Snap Kitchen fmr Product Lead on Managing Complex Products
Complex Products: Building Successful Brands
When I was at Snap Kitchen, we invested a lot of time in customer research to optimize complex products. We conducted persona interviews and looked carefully at how to cater to each one, whether they were fitness, trendy, foodie, etc. This enabled us to position ourselves strategically in the highly competitive food market.
To build brand loyalty, so much depends on quality, especially in the food industry. We also did a lot of broader market research. For instance, after studying our competitors on social media, reducing waste is something that resonates with customers. People didn’t like a lot of packaging, so we minimized this as much as possible.
When you hear and act upon customer concerns, it builds brand trust. Also, users appreciate the story of how the brand’s foundation and our commitment to giving back (e.g., food bank donations).
How did we come up with new dishes? We looked at trends and direct customer feedback. We would talk to chefs and nutritionists, and we were the taste testers. Like software testing, Snap Kitchen would perform small tests and even give away meals in exchange for feedback. You have to be nimble, be willing to cut losses and move laterally if needed.
A lot of times, we saw folks buying a very regular, simple meal to decide if they liked us before trying more interesting meals. Those common standards are essential to have on your menu, and you have to do it right – especially with complex products like those in the food industry.
What Winners Do
What makes food companies succeed? In my opinion, those that seek the greater good seem to do better. For example, sweetgreen goes out of the way to find leaves that are nutritious but not typically thought of as food. In this way, they educate customers and eliminate environmental waste. To go the extra mile for the consumer, you have to listen to them in every sense – even when they seem to go off on tangents.
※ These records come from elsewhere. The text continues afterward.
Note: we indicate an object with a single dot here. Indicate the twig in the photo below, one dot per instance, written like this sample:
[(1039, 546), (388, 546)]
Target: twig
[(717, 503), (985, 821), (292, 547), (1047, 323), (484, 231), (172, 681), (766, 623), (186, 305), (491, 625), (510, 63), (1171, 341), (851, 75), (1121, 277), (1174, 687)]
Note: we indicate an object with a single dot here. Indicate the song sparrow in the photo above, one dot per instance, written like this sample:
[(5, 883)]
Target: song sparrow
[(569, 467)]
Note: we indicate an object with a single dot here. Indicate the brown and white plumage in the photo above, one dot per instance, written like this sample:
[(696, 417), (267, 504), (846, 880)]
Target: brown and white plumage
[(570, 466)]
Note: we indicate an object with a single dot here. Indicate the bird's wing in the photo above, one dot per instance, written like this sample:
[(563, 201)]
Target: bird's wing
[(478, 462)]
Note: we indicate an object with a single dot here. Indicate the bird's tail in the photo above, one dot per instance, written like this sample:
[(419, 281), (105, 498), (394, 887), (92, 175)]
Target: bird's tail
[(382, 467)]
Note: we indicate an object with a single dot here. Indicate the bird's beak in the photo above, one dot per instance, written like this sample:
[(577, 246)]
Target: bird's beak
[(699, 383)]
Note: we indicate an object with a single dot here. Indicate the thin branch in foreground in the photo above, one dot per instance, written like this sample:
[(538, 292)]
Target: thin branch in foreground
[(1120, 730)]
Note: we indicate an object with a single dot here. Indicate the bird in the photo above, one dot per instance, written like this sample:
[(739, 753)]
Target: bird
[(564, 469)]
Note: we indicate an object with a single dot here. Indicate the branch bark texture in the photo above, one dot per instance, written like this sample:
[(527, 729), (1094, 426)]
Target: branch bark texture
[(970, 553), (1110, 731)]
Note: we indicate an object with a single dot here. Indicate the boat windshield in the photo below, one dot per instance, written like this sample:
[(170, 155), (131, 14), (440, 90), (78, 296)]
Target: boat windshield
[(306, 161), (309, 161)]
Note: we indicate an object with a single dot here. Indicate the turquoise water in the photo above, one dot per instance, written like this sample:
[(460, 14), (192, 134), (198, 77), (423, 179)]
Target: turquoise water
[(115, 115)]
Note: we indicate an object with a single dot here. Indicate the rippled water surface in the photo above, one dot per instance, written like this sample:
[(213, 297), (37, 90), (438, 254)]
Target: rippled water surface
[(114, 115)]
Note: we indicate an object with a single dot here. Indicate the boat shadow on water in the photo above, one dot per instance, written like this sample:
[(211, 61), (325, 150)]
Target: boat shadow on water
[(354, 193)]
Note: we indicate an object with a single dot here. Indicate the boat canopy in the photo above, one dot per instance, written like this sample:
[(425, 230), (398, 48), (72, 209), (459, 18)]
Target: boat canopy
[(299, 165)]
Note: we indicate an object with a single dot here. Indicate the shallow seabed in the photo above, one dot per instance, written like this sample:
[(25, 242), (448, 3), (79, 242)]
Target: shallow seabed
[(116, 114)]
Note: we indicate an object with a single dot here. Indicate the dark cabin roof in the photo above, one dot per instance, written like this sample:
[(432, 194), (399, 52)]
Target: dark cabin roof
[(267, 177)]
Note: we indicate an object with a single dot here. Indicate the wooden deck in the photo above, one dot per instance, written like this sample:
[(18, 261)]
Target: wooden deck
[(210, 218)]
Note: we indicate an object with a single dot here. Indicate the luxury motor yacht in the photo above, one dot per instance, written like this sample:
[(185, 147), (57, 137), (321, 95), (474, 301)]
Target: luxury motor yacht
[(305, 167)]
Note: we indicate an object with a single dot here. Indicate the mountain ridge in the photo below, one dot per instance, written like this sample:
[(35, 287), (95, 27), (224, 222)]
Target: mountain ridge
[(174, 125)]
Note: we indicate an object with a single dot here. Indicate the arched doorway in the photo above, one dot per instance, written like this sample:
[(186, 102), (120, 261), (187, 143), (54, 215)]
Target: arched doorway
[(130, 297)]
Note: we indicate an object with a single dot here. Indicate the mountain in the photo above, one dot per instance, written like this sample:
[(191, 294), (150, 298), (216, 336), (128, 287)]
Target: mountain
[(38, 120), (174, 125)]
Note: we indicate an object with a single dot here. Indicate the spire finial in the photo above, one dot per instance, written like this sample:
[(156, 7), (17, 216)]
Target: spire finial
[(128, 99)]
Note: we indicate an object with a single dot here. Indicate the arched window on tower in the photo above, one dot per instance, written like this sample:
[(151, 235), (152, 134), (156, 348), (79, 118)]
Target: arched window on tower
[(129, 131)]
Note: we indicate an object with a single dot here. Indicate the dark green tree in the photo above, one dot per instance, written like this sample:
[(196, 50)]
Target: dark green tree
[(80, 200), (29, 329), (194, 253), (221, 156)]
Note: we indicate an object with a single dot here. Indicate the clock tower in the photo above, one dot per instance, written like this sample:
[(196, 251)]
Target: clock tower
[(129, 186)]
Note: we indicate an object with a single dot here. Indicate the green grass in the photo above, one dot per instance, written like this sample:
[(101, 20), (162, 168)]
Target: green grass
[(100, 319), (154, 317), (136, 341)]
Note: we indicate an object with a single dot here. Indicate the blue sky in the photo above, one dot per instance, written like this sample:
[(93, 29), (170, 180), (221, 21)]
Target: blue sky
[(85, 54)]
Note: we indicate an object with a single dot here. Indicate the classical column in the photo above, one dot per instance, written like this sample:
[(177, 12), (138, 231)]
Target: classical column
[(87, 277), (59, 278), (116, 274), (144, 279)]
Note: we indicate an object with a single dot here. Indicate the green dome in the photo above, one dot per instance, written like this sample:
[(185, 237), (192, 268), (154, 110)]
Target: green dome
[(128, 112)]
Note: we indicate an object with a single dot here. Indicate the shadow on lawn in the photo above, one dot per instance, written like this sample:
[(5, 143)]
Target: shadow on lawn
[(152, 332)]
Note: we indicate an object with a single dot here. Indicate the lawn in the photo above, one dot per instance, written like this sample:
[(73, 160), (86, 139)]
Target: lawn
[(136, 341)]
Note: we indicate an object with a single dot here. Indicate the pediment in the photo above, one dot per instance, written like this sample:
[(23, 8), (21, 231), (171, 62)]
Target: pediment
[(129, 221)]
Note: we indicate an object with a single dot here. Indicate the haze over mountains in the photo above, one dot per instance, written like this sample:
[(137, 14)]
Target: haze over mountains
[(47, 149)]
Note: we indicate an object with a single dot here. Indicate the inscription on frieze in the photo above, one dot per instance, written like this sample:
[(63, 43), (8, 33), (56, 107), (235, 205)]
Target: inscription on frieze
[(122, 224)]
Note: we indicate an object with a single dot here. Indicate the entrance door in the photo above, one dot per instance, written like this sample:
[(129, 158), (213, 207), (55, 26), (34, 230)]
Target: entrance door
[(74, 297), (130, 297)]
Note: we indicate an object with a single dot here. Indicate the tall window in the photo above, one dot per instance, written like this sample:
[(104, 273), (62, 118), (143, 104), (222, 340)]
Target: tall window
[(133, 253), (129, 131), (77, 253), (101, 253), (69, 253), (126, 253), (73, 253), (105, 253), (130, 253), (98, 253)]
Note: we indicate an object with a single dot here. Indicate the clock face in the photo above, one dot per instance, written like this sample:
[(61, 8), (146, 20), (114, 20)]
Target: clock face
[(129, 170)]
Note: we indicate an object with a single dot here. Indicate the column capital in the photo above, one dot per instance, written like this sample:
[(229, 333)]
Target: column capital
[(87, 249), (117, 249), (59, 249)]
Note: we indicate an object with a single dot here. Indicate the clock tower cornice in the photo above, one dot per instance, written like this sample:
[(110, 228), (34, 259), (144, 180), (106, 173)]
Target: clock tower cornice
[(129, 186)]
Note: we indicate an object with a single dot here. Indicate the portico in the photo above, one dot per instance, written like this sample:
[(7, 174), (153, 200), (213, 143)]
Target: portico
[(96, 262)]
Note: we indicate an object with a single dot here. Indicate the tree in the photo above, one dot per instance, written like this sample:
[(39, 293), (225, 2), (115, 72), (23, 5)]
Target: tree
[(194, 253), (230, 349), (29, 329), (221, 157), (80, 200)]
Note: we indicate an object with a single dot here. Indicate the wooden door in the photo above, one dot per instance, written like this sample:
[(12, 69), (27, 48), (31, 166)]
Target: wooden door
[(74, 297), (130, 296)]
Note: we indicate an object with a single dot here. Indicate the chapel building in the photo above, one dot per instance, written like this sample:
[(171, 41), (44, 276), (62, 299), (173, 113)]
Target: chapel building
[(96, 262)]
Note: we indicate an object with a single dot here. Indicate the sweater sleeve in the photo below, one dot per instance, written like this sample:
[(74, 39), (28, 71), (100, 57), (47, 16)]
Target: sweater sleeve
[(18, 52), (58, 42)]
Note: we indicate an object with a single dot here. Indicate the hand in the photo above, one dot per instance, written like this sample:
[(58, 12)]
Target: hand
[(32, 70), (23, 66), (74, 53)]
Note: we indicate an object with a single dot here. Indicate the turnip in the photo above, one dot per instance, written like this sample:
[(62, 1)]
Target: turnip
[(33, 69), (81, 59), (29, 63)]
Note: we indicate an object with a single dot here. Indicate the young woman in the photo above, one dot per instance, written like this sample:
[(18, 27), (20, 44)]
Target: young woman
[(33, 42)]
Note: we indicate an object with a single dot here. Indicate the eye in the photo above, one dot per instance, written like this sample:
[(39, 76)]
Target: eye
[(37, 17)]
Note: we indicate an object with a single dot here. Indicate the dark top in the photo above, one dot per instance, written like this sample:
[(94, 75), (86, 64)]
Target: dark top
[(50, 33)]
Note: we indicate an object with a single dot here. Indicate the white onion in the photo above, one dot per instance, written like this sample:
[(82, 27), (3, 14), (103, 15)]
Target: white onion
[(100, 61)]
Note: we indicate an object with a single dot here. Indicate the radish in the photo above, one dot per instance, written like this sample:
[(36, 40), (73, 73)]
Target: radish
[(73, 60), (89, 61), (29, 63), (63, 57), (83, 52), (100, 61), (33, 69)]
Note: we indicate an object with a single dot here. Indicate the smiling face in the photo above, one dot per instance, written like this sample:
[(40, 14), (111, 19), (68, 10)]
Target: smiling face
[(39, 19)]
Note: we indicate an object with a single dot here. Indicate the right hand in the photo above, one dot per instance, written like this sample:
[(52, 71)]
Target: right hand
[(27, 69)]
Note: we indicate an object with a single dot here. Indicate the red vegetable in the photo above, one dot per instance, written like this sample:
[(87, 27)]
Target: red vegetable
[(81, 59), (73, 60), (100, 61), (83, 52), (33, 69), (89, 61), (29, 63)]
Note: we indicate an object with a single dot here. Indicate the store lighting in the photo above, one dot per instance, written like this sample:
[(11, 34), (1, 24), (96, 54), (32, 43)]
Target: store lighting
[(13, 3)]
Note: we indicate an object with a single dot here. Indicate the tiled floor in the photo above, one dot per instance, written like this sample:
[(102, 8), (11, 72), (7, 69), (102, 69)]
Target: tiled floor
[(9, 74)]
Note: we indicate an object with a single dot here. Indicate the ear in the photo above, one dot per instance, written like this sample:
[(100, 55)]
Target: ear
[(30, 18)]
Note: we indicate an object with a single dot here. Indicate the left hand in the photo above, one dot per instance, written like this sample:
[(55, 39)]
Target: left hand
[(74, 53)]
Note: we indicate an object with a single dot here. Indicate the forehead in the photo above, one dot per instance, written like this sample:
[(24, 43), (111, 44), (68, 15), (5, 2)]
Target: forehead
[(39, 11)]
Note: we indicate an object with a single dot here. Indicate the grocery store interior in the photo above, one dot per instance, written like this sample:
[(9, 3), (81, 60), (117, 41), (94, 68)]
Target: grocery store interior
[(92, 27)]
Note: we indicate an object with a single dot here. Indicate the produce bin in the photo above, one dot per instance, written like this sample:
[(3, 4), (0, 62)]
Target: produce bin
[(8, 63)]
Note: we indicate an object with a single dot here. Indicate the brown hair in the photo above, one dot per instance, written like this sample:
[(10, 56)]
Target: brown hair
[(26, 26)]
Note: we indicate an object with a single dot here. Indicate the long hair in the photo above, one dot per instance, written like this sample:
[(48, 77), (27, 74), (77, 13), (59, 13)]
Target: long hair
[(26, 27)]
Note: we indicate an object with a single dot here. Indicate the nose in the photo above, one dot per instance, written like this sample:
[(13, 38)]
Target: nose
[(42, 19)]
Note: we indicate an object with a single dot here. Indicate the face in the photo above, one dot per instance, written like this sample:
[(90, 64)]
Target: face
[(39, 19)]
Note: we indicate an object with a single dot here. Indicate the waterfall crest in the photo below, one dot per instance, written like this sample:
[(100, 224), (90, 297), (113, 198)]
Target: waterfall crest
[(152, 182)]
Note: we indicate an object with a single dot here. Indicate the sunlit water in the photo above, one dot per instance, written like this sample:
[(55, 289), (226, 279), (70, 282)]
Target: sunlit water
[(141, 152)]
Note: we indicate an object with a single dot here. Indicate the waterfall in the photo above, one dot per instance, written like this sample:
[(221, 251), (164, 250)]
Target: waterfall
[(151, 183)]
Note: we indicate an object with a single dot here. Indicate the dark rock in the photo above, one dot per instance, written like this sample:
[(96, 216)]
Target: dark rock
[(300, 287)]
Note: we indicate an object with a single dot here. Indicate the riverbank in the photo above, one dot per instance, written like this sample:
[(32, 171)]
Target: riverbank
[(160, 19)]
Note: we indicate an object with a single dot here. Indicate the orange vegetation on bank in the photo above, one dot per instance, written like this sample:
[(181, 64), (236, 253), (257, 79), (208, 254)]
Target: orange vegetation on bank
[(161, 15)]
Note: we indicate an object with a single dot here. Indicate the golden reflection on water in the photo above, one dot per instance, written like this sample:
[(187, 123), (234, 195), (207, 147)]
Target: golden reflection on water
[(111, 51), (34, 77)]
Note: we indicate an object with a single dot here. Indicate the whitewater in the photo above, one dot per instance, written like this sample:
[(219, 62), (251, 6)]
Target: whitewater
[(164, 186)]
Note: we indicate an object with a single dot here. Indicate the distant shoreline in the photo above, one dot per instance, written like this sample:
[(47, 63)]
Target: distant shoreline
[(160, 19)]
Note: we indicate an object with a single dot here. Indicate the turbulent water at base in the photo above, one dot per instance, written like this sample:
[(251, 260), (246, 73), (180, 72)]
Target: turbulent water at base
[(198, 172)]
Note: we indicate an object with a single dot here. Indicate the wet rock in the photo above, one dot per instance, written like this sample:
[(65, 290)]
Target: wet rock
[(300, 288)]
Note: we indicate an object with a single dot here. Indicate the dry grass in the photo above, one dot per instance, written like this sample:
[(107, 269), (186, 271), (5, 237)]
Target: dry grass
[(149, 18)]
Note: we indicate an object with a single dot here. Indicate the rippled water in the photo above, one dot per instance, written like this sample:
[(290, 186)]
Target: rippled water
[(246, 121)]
My most stressful experience? We came out with a meal subscription service which was based on specific lifestyles, such as keto, paleo, etc. We gave them a lot of flexibility and they loved it, but then a hurricane hit and food delivery services were shut down. Suddenly, we had to tell the customer, who placed an order for five days ago, that they couldn’t get their order. Sometimes too much customization can come back to haunt you.